Polyadenylation is a universal post-transcriptional modification involved in degradation and quality control of bacterial RNAs. In Escherichia coli, it is admitted that any accessible RNA 3' end can be tagged by a poly(A) tail for decay. However, we do not have yet an overall view of the population of polyadenylated molecules. The sampling of polyadenylated RNAs presented here demonstrates that rRNA fragments and tRNA precursors originating from the internal spacer regions of the rrn operons, in particular, rrnB are abundant poly(A) polymerase targets. Focused analysis showed that Glu tRNA precursors originating from the rrnB and rrnG transcripts exhibit long 3' trailers that are primarily removed by PNPase and to a lesser extent by RNase II and poly(A) polymerase.
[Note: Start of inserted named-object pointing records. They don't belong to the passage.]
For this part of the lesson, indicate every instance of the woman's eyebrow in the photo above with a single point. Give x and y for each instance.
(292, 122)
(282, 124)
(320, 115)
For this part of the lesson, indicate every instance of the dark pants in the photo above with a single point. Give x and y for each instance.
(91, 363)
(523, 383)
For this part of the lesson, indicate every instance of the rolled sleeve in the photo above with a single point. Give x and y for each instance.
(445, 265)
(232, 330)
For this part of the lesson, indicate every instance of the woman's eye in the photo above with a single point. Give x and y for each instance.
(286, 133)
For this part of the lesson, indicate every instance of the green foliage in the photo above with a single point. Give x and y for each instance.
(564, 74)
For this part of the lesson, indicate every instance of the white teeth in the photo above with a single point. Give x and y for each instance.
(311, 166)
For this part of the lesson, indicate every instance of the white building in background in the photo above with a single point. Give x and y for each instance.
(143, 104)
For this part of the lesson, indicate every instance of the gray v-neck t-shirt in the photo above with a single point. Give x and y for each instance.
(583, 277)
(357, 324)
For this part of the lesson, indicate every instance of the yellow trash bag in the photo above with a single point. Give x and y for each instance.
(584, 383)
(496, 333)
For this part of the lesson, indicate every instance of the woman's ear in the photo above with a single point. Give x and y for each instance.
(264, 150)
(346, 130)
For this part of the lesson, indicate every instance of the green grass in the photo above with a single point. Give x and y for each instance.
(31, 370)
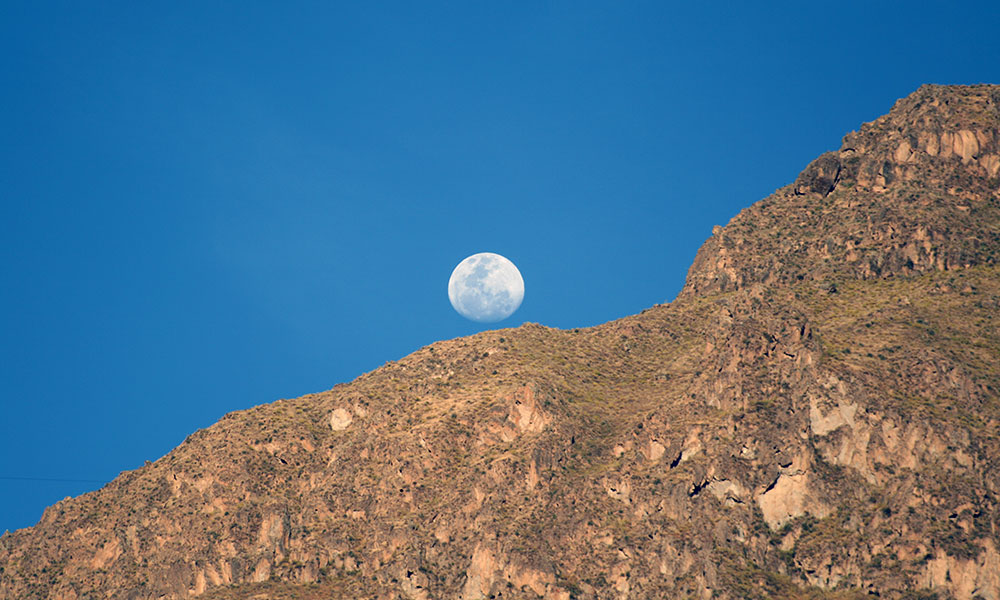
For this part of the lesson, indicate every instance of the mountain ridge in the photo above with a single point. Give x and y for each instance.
(813, 416)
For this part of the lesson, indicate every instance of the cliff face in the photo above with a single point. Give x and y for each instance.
(911, 192)
(816, 415)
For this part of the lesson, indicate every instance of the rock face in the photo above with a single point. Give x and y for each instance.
(816, 415)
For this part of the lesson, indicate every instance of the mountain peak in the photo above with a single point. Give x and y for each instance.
(890, 202)
(815, 416)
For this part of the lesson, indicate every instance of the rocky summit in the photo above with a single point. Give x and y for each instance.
(815, 416)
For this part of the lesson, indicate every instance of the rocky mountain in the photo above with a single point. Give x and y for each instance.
(815, 416)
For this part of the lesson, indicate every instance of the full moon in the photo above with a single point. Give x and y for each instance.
(486, 287)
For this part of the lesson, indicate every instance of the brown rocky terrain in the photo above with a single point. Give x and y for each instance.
(815, 416)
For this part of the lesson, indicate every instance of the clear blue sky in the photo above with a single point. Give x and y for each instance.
(209, 206)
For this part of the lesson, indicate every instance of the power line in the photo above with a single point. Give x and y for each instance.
(58, 479)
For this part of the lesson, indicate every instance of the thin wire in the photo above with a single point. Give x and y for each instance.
(51, 479)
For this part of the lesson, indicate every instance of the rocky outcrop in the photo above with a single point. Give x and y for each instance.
(914, 191)
(815, 416)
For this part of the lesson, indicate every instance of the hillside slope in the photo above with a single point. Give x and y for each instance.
(815, 416)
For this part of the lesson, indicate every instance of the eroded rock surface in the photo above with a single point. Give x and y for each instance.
(816, 415)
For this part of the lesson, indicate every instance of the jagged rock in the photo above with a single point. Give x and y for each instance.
(761, 436)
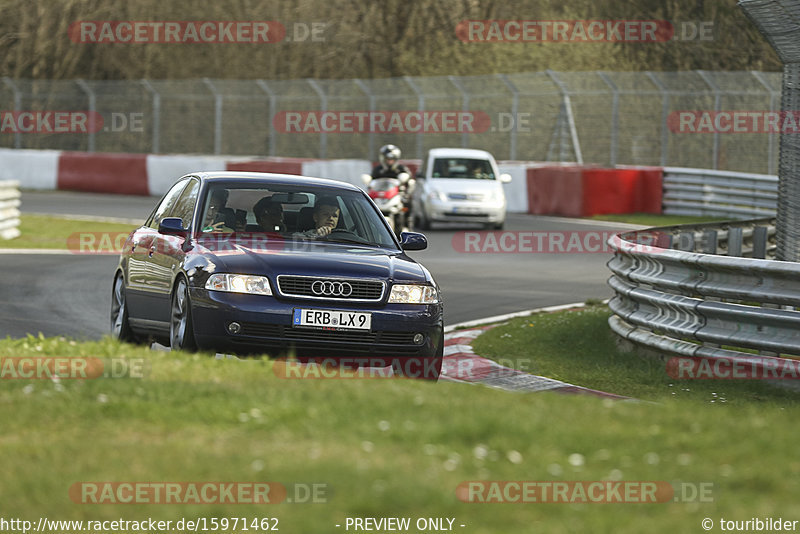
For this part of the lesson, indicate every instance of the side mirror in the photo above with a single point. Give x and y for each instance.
(413, 241)
(172, 226)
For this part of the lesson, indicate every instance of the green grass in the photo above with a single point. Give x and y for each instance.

Moreover, 3' trimming by exoribonucleases precedes 5' end maturation by RNase P. Interestingly, characterization of RNA fragments that accumulate in a PNPase deficient strain showed that Glu tRNA precursors still harbouring the 5' leader can be degraded by a 3' to 5' quality control pathway involving poly(A) polymerase. This demonstrates that the surveillance of tRNA maturation described for a defective tRNA also applies to a wild-type tRNA.